ベトナムが南シナ海に移動式ロケット発射台配備、「正当な権利である」
8月10日、ベトナムが、領有権問題が生じている南シナ海の複数の島でひそかに武装化を進めている。複数の西側当局者によると、同海域で中国が設置した滑走路や軍関係施設・設備を攻撃できる移動式のロケット発射台を新たに配備したという。写真は中国の国旗。北京で昨年10月撮影(2016年 ロイター/Kim Kyung Hoon)
ベトナムが、領有権問題が生じている南シナ海の複数の島でひそかに武装化を進めている。複数の西側当局者によると、同海域で中国が設置した滑走路や軍関係施設・設備を攻撃できる移動式のロケット弾発射台を新たに配備したという。実効支配を進める中国との緊張が高まる可能性がある。

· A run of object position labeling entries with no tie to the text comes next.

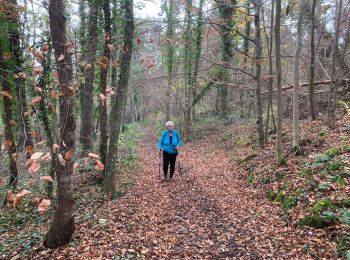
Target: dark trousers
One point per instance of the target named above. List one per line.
(169, 158)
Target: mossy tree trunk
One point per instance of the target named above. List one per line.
(118, 104)
(86, 133)
(62, 226)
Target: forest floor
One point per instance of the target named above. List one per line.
(212, 210)
(209, 211)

複数の外交筋や軍当局者が、情報機関が入手した情報として明らかにしたところによると、ベトナムはここ数カ月間に、ロケット弾発射台を南シナ海の南沙諸島(スプラトリー諸島)の5拠点に送った。発射台は空からは見えないようになっており、ミサイルはまだ設置されていないが、2─3日で態勢を整えることが可能という。
ベトナム外務省は、詳細には踏み込まず、情報は「不正確」と述べた。
6月、ベトナム国防省のNguyen Chi Vinh次官はロイターに対し、スプラトリー諸島に発射台や武器を配備してはいないが、そのような措置を講じる権利はある、と語っていた。
同次官は「われわれの主権の及ぶ領域内で、いつどこにでもいかなる武器を動かそうとも、それは自衛のためのわれわれの正当な権利である」と話した。
ベトナムのロケット発射台配備は、スプラトリー諸島で中国が造成する7つの人工島の設備増強に対抗することが狙い。ベトナム軍の戦略担当は、中国による滑走路建設やレーダー設置などにより、ベトナム南部および島の防衛が脆弱になることを懸念している。
軍事アナリストは、今回のベトナムの動きがここ何十年もの間で、南シナ海における最も大きな防衛行動と指摘している。
フィリピンがオランダ・ハーグの常設仲裁裁判所に提訴した裁判で、中国の主張を否定する裁定が下され、緊張の高まりが予想されるなか、ベトナムはロケット弾発射台の配備を必要としていたと、外交筋は語る。